J & J's campaign for nursing's future: the gift that keens on giving.
* Johnson & Johnson's Campaign for Nursing's Future has had an enormous positive nationwide impact on the image of nursing and applications to schools of nursing.
* As the campaign continues, nurse executives have a growing body of tools and techniques to use in local campaigns to support both recruitment and retention efforts.
LAUNCHED IN FEBRUARY 2002, the, Campaign for Nursings Future is now a $30 million gift from Johnson & Johnson (J & J) that truly keeps on giving. While many Americans are aware of the national television promotions, the campaign has grown much deeper and wider, delivering a measurable impact to patients, nurses, and employers.
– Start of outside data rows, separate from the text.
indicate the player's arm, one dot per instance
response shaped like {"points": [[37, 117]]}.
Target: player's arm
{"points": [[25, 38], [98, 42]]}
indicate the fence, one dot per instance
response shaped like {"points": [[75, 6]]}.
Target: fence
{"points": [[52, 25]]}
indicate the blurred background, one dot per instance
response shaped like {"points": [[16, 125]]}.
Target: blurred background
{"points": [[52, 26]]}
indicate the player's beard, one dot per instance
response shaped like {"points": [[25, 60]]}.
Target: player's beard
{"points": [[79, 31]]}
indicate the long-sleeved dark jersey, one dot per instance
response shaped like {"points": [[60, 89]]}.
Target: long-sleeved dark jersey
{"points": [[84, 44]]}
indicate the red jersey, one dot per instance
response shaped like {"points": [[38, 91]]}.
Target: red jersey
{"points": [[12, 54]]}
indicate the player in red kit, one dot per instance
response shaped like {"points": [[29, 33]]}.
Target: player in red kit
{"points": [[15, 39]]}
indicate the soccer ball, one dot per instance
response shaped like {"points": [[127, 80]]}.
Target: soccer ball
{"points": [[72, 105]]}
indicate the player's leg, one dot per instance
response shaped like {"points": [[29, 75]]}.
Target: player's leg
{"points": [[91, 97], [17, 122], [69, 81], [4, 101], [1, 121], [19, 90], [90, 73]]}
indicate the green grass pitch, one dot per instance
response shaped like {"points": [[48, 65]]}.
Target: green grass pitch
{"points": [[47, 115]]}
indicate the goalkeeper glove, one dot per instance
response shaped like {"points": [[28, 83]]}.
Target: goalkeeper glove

The breadth of the growing resources being developed through the campaign, the results achieved to date, and some of the market research driving the art and science of this successful campaign are profiled.
Scope Creep at Its Finest
According to Andrea Higham, J & J's Director of Corporate Equity and Nursing Campaign, "We started out with plans for a national ad campaign, but soon realized that we needed to do more." J & J enriched and added more to the campaign based upon the findings of nurse researchers like Linda Aiken and Peter Buerhaus (see page 150) who revealed more about the causes and solutions of the workforce shortage. "We also received an enormous amount of feedback from nursing professionals across the country," Higham said. Currently, the major highlights of the campaign involve an ongoing advertising campaign, a seemingly endless supply of recruitment and retention materials, an ever-expanding Web site, local celebrations and scholarship fundraisers, a Nurses' Week continuing education (CE) gift, and more.
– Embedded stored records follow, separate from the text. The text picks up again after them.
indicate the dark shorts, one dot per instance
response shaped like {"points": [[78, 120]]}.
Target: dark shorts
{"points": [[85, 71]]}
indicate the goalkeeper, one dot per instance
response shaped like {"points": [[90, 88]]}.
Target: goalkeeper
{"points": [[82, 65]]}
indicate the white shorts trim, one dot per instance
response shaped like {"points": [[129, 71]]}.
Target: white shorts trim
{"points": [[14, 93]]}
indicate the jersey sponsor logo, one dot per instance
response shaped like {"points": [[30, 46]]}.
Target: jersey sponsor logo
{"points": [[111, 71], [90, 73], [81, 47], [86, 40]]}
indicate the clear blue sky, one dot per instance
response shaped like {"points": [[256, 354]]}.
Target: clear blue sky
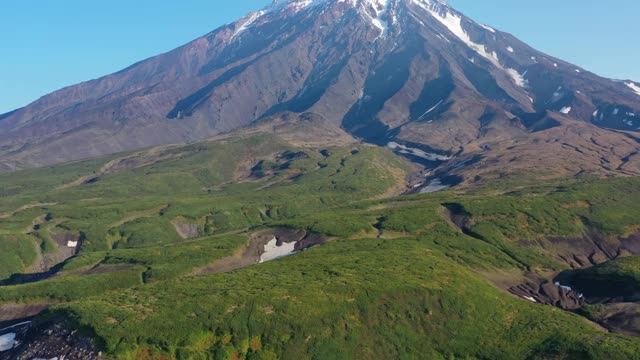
{"points": [[49, 44]]}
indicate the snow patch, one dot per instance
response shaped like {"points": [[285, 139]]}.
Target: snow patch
{"points": [[247, 24], [566, 110], [453, 22], [568, 288], [434, 186], [6, 341], [430, 110], [417, 152], [633, 87], [272, 251], [489, 28]]}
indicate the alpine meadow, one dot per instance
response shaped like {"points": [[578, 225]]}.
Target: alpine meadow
{"points": [[326, 179]]}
J & J estimates its expenditure on the campaign exceeds $30 million so far. Approximately 50% of these dollars were spent on TV and print media. The posters, videos, and pamphlets are all available free of charge. Higham noted that J & J has spent a significant amount on their Web site as well: "We have received a lot of constructive feedback regarding our Web site which guided our efforts to enhance its contents and make its resources richer." Literally, hundreds of scholarship resources and thousands of educational resources are available via www. discovernursing.com.
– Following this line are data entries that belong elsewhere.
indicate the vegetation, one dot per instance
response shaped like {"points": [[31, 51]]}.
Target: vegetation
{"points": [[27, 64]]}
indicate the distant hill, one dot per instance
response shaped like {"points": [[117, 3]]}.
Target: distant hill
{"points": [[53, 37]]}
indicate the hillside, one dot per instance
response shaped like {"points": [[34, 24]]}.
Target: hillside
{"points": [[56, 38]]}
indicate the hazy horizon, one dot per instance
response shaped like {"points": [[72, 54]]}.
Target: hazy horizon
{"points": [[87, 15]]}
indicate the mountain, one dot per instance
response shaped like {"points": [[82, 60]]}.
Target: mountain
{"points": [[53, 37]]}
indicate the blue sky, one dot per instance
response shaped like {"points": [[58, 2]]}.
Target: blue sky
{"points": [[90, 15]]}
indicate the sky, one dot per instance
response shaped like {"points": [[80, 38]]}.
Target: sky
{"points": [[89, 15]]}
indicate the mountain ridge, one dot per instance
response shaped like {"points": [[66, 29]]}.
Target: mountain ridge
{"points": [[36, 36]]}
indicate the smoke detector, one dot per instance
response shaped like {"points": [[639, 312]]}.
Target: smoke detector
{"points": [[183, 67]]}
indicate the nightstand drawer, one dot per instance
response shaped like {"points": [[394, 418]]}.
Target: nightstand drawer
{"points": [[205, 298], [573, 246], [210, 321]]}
In addition to their nationwide media campaign, J & J has partnered with entities in 47 of 50 states collaborating on local celebrations to raise awareness about nursing careers and raise money for scholarships and local grant programs. J & J has awarded innumerable small grants to support local recruitment and retention efforts.
Now in its 3rd year, J & J celebrated National Nurses' Week by offering a free CE credit to any nurse via Nursing Spectrum. In the 1st and 2nd years of the program, more than 10,000 and then 18,000 nurses took advantage of this generous offer, respectively. "This year, the total will exceed 25,000!" added Higham.
"The Nursing Gang[TM] made its debut in August 2004 as a way to reach children and increase their awareness of the nursing profession," stated Higham. This cartoon foursome appeared on book covers that were distributed to more than 1 million children across the country. Receiving more than 7,000 hits per month, the Web site pages with these characters contain games, jokes, music, and other youth activities. The characters will soon make their television debut in a rhythm and blues style music video targeting children in grades 4 thru 6. Higham noted that these formative years have a larger potential to influence career decisions than we may realize.
The Progress Report published by J & J reveals the direct accomplishments of the campaign through the end of 2004.
* 2 million unique visitors utilized the Web site spending an average of 10 to 12 minutes exploring.
* 46% of young people ages 18 to 24 recall the national advertising.
* 62% discussed a nursing career for the themselves or a friend.
* 24% who discussed a nursing career said the advertising was a factor.
* 8 million pieces of recruitment materials were distributed free of charge.
* 97% of high schools surveyed used the materials.
* 84% of nursing schools who used the materials experienced an increase in applications and/or enrollment.
* Over $7 million was raised for undergraduate scholarships, nurse educator fellowships, and capacity expansion grants for nursing programs.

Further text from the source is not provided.